Understanding, Identifying and Appreciating Doll Materials


If you know the material that a doll head is made with, you have the key to identifying and understanding the doll and the era in which it was made. This guide will help you identify, collect, and appreciate dolls according to the materials that they were made with. The material a doll is made from is determined from the material the doll head is made from, so that a bisque doll has a bisque head but can have a body made of another material. Presented in rough chronological order.

1. Wood Dolls

Early 1800s Wood Dolls
(c) Denise Van Patten
Wood dolls are one of the earliest known substances that dolls have been made from.
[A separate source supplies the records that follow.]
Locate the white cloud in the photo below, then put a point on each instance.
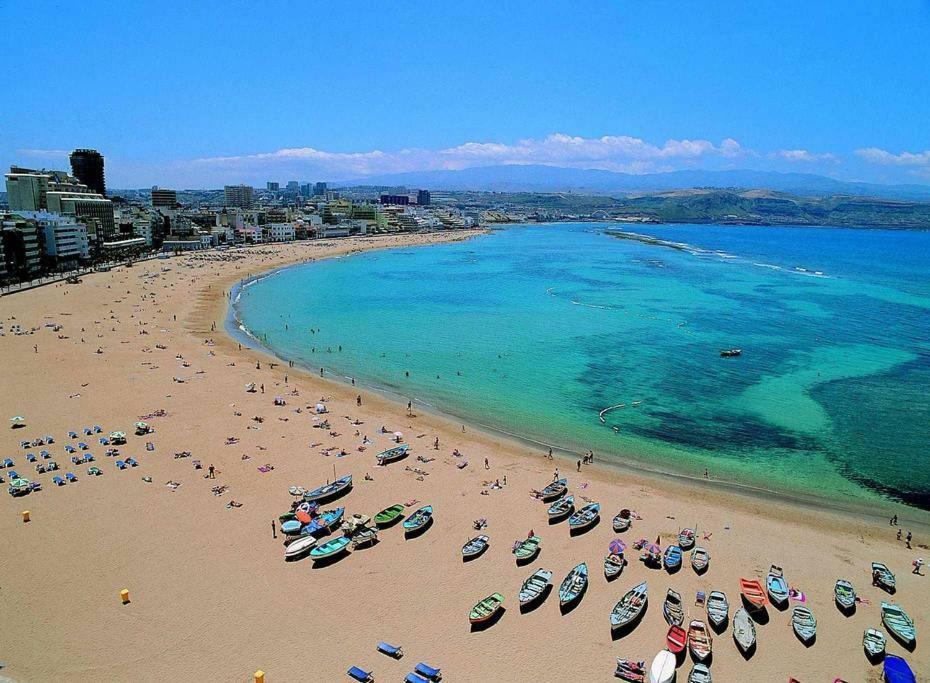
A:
(802, 156)
(886, 158)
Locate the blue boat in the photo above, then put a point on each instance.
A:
(672, 557)
(897, 670)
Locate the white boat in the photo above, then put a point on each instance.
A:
(663, 668)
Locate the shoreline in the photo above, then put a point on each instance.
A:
(862, 510)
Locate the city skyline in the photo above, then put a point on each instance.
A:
(635, 89)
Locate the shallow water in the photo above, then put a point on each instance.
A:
(536, 329)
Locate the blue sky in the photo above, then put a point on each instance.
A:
(198, 94)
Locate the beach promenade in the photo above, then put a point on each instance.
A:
(211, 597)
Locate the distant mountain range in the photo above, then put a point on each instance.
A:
(535, 178)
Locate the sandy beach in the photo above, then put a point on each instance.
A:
(211, 595)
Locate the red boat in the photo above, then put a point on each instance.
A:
(677, 639)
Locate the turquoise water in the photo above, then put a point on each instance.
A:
(534, 330)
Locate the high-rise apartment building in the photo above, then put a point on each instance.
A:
(239, 196)
(87, 166)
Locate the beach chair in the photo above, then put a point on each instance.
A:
(359, 674)
(390, 650)
(429, 672)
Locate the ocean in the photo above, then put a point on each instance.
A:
(535, 330)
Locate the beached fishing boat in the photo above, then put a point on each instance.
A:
(574, 584)
(630, 607)
(686, 538)
(298, 547)
(897, 670)
(631, 670)
(700, 559)
(527, 549)
(845, 595)
(534, 586)
(700, 642)
(554, 490)
(485, 609)
(561, 508)
(718, 608)
(882, 577)
(672, 558)
(419, 519)
(672, 608)
(776, 586)
(753, 593)
(389, 515)
(475, 547)
(744, 630)
(804, 623)
(613, 565)
(662, 669)
(623, 520)
(700, 673)
(392, 454)
(873, 642)
(584, 517)
(329, 490)
(676, 639)
(330, 548)
(899, 623)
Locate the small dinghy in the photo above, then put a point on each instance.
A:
(700, 674)
(700, 643)
(574, 584)
(882, 577)
(718, 609)
(631, 670)
(686, 539)
(329, 490)
(561, 508)
(672, 558)
(485, 609)
(534, 586)
(845, 595)
(744, 630)
(897, 670)
(776, 586)
(584, 517)
(475, 547)
(330, 548)
(555, 490)
(527, 549)
(299, 547)
(419, 519)
(662, 669)
(899, 624)
(389, 515)
(393, 454)
(873, 642)
(700, 559)
(623, 520)
(676, 640)
(613, 565)
(629, 607)
(672, 608)
(804, 624)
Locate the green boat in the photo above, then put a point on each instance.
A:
(486, 609)
(330, 548)
(389, 515)
(528, 549)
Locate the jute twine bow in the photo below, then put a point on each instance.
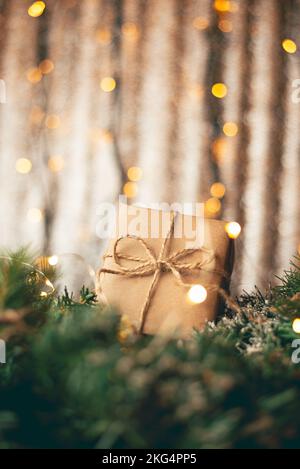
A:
(156, 265)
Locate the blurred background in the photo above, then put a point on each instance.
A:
(161, 100)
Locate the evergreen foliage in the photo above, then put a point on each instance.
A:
(76, 376)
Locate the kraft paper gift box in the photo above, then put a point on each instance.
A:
(149, 278)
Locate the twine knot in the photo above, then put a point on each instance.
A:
(153, 265)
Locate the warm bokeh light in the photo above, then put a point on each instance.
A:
(134, 173)
(34, 215)
(200, 23)
(46, 66)
(53, 260)
(108, 84)
(130, 31)
(52, 121)
(23, 165)
(233, 229)
(296, 325)
(34, 75)
(36, 9)
(212, 206)
(217, 190)
(219, 90)
(103, 36)
(130, 189)
(197, 294)
(56, 163)
(230, 129)
(222, 5)
(225, 26)
(289, 46)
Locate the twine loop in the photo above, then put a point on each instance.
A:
(153, 265)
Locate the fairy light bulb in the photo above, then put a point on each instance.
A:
(296, 325)
(197, 294)
(219, 90)
(36, 9)
(289, 46)
(233, 229)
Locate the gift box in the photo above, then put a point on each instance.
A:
(166, 271)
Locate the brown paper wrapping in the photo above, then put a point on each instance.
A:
(170, 311)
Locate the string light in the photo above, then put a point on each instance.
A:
(23, 165)
(108, 84)
(197, 294)
(230, 129)
(46, 66)
(289, 46)
(56, 163)
(217, 190)
(296, 325)
(222, 5)
(219, 90)
(212, 206)
(34, 75)
(130, 189)
(52, 122)
(200, 23)
(34, 215)
(225, 26)
(53, 260)
(233, 229)
(134, 173)
(36, 9)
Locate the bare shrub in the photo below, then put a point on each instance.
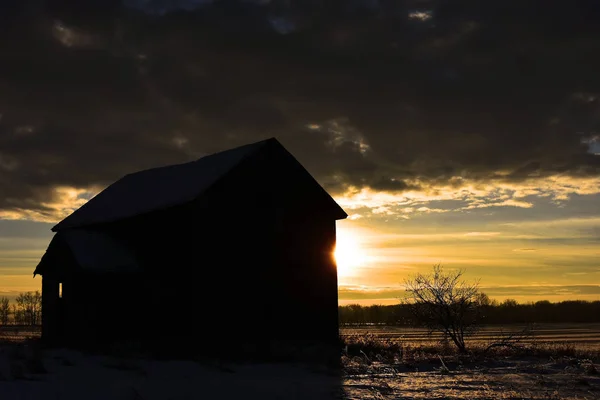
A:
(444, 302)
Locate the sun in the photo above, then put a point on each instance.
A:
(349, 254)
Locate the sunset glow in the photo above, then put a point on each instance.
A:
(349, 253)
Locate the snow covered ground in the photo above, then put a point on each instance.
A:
(28, 374)
(72, 375)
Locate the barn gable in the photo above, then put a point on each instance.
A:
(161, 188)
(88, 251)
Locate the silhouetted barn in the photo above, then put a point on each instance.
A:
(234, 247)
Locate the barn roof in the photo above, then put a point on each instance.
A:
(92, 251)
(163, 187)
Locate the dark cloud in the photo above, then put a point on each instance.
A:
(376, 94)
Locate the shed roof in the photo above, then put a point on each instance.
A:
(160, 188)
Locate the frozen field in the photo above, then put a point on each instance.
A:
(29, 373)
(581, 335)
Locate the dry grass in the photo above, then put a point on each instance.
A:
(385, 368)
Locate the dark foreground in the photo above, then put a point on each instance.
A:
(26, 372)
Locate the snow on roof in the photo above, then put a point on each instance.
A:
(157, 188)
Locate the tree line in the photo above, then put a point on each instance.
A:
(492, 313)
(26, 309)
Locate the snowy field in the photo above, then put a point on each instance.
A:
(28, 374)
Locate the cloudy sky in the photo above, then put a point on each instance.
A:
(459, 132)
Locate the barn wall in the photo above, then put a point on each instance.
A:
(252, 260)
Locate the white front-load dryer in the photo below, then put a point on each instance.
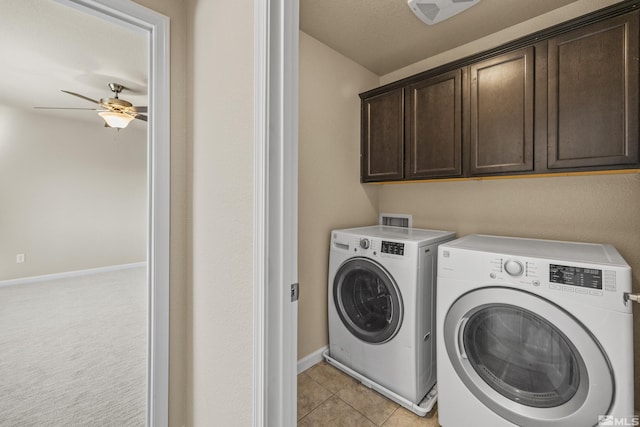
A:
(533, 333)
(381, 306)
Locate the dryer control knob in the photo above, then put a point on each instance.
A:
(513, 267)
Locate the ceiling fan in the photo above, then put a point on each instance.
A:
(116, 112)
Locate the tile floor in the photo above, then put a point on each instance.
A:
(329, 397)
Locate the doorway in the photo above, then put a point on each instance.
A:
(151, 211)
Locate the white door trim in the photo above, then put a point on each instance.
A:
(134, 16)
(275, 211)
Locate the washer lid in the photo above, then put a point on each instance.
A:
(398, 233)
(549, 249)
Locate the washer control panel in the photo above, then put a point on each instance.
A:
(364, 243)
(567, 278)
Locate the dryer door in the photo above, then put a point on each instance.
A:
(368, 300)
(527, 359)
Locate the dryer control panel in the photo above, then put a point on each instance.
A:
(394, 248)
(575, 276)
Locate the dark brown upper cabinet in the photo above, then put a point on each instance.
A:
(564, 99)
(434, 127)
(593, 95)
(502, 110)
(382, 149)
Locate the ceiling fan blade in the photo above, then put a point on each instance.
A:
(81, 96)
(65, 108)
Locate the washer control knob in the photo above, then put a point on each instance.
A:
(513, 267)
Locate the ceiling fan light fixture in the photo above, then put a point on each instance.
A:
(116, 120)
(433, 11)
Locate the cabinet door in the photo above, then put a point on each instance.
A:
(593, 95)
(383, 137)
(501, 109)
(434, 127)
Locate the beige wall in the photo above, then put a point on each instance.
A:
(221, 165)
(573, 10)
(73, 202)
(330, 193)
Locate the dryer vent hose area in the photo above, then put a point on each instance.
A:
(632, 297)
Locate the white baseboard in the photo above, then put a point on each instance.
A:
(312, 359)
(65, 274)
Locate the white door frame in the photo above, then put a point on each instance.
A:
(156, 26)
(275, 212)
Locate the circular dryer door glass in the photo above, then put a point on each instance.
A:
(367, 300)
(522, 356)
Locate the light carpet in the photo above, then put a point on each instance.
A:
(73, 351)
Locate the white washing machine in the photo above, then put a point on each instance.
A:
(533, 333)
(381, 309)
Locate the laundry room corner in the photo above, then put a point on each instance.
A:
(600, 209)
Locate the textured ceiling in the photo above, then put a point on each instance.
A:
(47, 47)
(385, 35)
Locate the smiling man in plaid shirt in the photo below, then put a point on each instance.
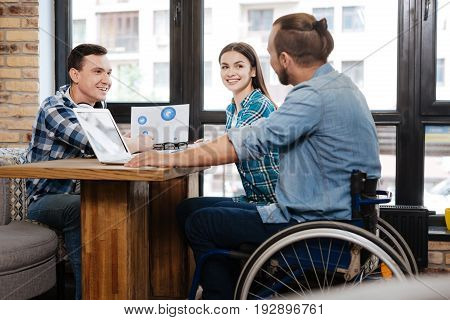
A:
(58, 135)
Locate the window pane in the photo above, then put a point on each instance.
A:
(260, 20)
(437, 168)
(387, 137)
(353, 19)
(78, 31)
(355, 70)
(118, 31)
(327, 13)
(443, 51)
(363, 37)
(136, 34)
(220, 181)
(161, 22)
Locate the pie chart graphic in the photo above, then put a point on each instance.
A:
(142, 120)
(168, 113)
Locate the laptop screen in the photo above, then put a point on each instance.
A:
(103, 134)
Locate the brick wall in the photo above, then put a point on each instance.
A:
(439, 256)
(19, 70)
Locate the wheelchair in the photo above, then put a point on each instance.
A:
(322, 254)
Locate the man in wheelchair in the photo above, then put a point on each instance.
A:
(323, 131)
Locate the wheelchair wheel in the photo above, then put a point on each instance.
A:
(317, 256)
(396, 241)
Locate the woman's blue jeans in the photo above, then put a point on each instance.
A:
(212, 223)
(62, 212)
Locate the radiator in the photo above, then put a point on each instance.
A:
(412, 223)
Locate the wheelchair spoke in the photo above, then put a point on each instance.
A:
(328, 261)
(290, 269)
(301, 268)
(323, 265)
(280, 281)
(337, 264)
(268, 288)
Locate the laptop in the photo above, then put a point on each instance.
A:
(103, 135)
(166, 124)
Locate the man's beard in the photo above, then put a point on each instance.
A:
(283, 77)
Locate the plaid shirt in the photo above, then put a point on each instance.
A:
(259, 177)
(56, 135)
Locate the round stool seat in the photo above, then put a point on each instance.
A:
(24, 245)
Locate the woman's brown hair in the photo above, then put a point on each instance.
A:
(247, 51)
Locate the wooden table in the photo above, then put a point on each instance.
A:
(126, 252)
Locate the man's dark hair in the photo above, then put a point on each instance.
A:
(304, 38)
(78, 53)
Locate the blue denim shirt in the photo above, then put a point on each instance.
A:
(323, 131)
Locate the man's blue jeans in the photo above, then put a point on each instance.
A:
(62, 212)
(220, 223)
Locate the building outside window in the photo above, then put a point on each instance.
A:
(353, 19)
(78, 31)
(119, 31)
(160, 74)
(161, 22)
(207, 73)
(260, 19)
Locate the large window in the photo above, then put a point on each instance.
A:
(353, 19)
(443, 51)
(437, 168)
(396, 55)
(355, 70)
(136, 35)
(118, 31)
(260, 19)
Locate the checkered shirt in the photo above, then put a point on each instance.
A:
(56, 135)
(259, 177)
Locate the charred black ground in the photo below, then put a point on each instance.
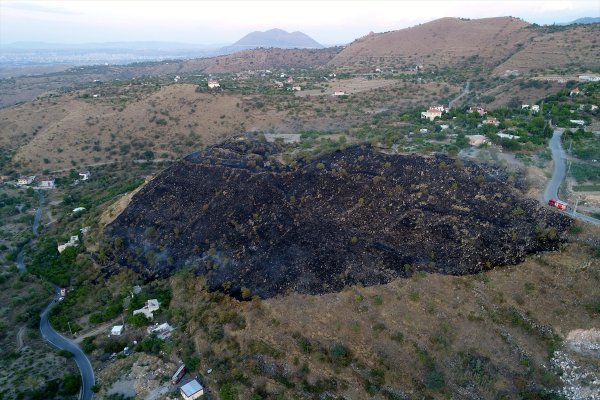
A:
(236, 215)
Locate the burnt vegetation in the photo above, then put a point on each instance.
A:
(254, 226)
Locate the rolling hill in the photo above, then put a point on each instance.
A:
(501, 43)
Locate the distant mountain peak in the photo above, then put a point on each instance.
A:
(274, 38)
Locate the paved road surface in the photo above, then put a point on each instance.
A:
(559, 157)
(59, 341)
(49, 334)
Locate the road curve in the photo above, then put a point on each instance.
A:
(49, 334)
(59, 341)
(551, 191)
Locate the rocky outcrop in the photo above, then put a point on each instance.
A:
(244, 220)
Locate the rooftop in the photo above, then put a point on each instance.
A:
(191, 387)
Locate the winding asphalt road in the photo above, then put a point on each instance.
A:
(551, 192)
(49, 334)
(59, 341)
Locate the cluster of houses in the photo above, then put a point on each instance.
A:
(148, 309)
(434, 112)
(73, 241)
(45, 182)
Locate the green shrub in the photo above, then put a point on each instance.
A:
(340, 355)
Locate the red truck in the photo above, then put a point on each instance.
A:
(558, 204)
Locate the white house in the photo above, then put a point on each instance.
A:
(433, 112)
(26, 180)
(191, 390)
(480, 110)
(491, 121)
(507, 136)
(46, 183)
(117, 330)
(85, 175)
(72, 242)
(477, 140)
(162, 331)
(148, 309)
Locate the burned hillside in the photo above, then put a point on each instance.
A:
(254, 226)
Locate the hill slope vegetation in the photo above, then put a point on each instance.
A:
(237, 216)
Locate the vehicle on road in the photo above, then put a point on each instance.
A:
(558, 204)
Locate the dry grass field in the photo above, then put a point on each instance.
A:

Most wood dolls are carved, and few very early examples exist today. Very little wood doll production has taken place in the 20th century, but a few doll artists still work in wood today.

2. Wax Dolls

Pumpkin Head Wax Doll
(c) Denise Van Patten
Wax was the first molded substance that doll heads were made from (as opposed to carved). Wax is, unfortunately, fragile, and few of the earliest wax dolls survive today. Wax dolls were molded from at least the 1700s and were made through the 1800s; today, only doll artists use wax to make or enhance doll heads.

3. Paper Mache Dolls

Grenier Paper Mache Doll
(c) Denise Van Patten
Dolls made from Paper Mache could be easily molded and were more durable than their earlier wax predecessors. Paper Mache dolls were manufactured in Germany in great numbers in the early 1800s, and were made in one form or another (although in much smaller numbers) until the late 1800s as they were largely replaced by china and bisque dolls.

4. China Dolls

Antique China Doll Heads
(c) Denise Van Patten
Bisque dolls with a glazed finish are called porcelain dolls, more commonly known as china dolls. China dolls followed papier mache in the late 1840s and 1850s and were produced alongside bisque dolls until the very early 1900s. China dolls have a very stylized appearance to us today with their generally pale, untinted skin tones.

5. Bisque Dolls

Kestner Bisque Antique Doll
(c) Denise Van Patten
Bisque dolls took over papier mache as the preferred dollmaking material in the mid 1800s, and remained the favorite material to fashion doll heads until the advent of composition doll heads. Most of the classic German and French antique doll sought by collectors today are bisque dolls.

6. Celluloid Dolls

Celluloid Doll from Germany
(c) Denise Van Patten
Celluloid is the earliest plastic that dolls have been made from. Celluloid is not an ideal substance for making dolls as it is fragile and somewhat flammable. A very few celluloid dolls were made at the end of the 1800s; however, most were made from the early to mid 1900s.

7. Composition Dolls

Shirley Temple Composition Doll
(c) Denise Van Patten
Composition dolls were a revolution in doll production--they were marketed as "unbreakable" dolls coming on the heels of bisque dolls. Most dolls from the 1920s, 1930s and early 1940s were composition dolls, including Mama Dolls, Shirley Temple Dolls, Judy Garland Dolls, and Nancy Ann Storybook Dolls.

8. Hard Plastic Dolls

Hard Plastic 1950s Ginny
(c) Denise Van Pattn
Many favorite dolls of the late 1940s and 1950s were made out of hard plastic. Some of the best known hard plastic dolls include Toni, Ginny, Saucy Walker, Cissette, Mary Hoyer, and Terri Lee.

9. Vinyl Dolls

Crissy Doll
(c) Denise Van Patten
If you are holding a currently produced vinyl doll in your hand, changes are it is made of vinyll plastic. Vinyl overtook hard plastic as the main material for doll heads in the late 1950s/early 1960s. One of the most famous vinyl dolls is Barbie; others include today's realistic baby dolls and most baby boomer dolls.